Hearings are conducted over several days by the House and Senate Appropriations Committees, where each Agency publicly defends their requests. All committee meetings are livestreamed with recordings available anytime later as well on demand. It’s a permanent public record of these activities.
The House will then pass two budgets. The first is generally called the “supplemental” budget, also known as the “amended budget”, and it adjusts the budget passed the previous session for the current fiscal year. The State’s new year begins July 1st.
The amended budget adjusts spending up or down if needed based on actual tax revenues, as well as for unforeseen but immediate needs that were not known when the budget was set the prior year. The House will later pass the “big budget”, which is where most new spending and major adjustments are made.

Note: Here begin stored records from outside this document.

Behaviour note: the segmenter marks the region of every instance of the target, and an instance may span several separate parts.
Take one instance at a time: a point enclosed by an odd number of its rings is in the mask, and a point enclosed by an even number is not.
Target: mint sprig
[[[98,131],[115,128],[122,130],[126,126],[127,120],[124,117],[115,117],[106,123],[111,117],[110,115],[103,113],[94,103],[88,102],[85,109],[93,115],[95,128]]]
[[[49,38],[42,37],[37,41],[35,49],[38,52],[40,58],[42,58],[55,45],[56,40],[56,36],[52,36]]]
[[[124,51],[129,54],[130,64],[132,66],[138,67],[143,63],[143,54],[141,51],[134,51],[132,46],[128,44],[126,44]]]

The Senate then takes their turn, making adjustments to both the Governor’s plan and the House’s passed versions. Once each chamber has passed their own budget, a conference committee is formed with usually 3 members each of the House and Senate, and they work out their differences.
It’s a linear and predictable process. It gets the state’s major priorities funded and has kept the state with a AAA bond rating, the highest credit rating available, for the 25th consecutive year.
The sum of all this is that Georgia not only has to directly solve problems in education, transportation, and public safety, but it has to balance the books while doing so. Washington, on the other hand, gets to play a gridlock game in perpetuity while each side makes hyper-partisan speeches hoping to win the next election…to oversee more gridlock.
There is a much less wonky way to demonstrate the differences, as both the US House and Georgia House had to elect Speakers over the past week. Too much ink was spilled over the US House’s process, where Republicans couldn’t even unite behind their own candidate while Democrats cheered on their own nominee.
In Georgia, the nomination of Jon Burns within the House Caucus last month was the result of a contested election, but there was no drama from within the caucus when his name was placed in nomination before the full House. Nor was there drama from Georgia’s House Democrats.
Instead, Minority Leader James Beverly moved to elect Speaker Burns by acclimation. Thus, Jon Burns was elected Georgia’s Speaker unanimously, in bipartisan fashion.
That doesn’t mean that Democrats are weak, nor that there won’t be partisan fights in the near future over legislation and issues. It just means that when the goal is to get things done, picking a fight – even a symbolic one – just for the sake of it doesn’t build the good will that is often needed on both sides of the aisle to get real problems solved.
Washington could learn a lot from the way Georgia and most other states operate. I’ll settle for more citizens turning down the rhetoric they learn on the cable news channel of their choice, and watch and engage government at lower levels that function much better – and affect their lives more directly.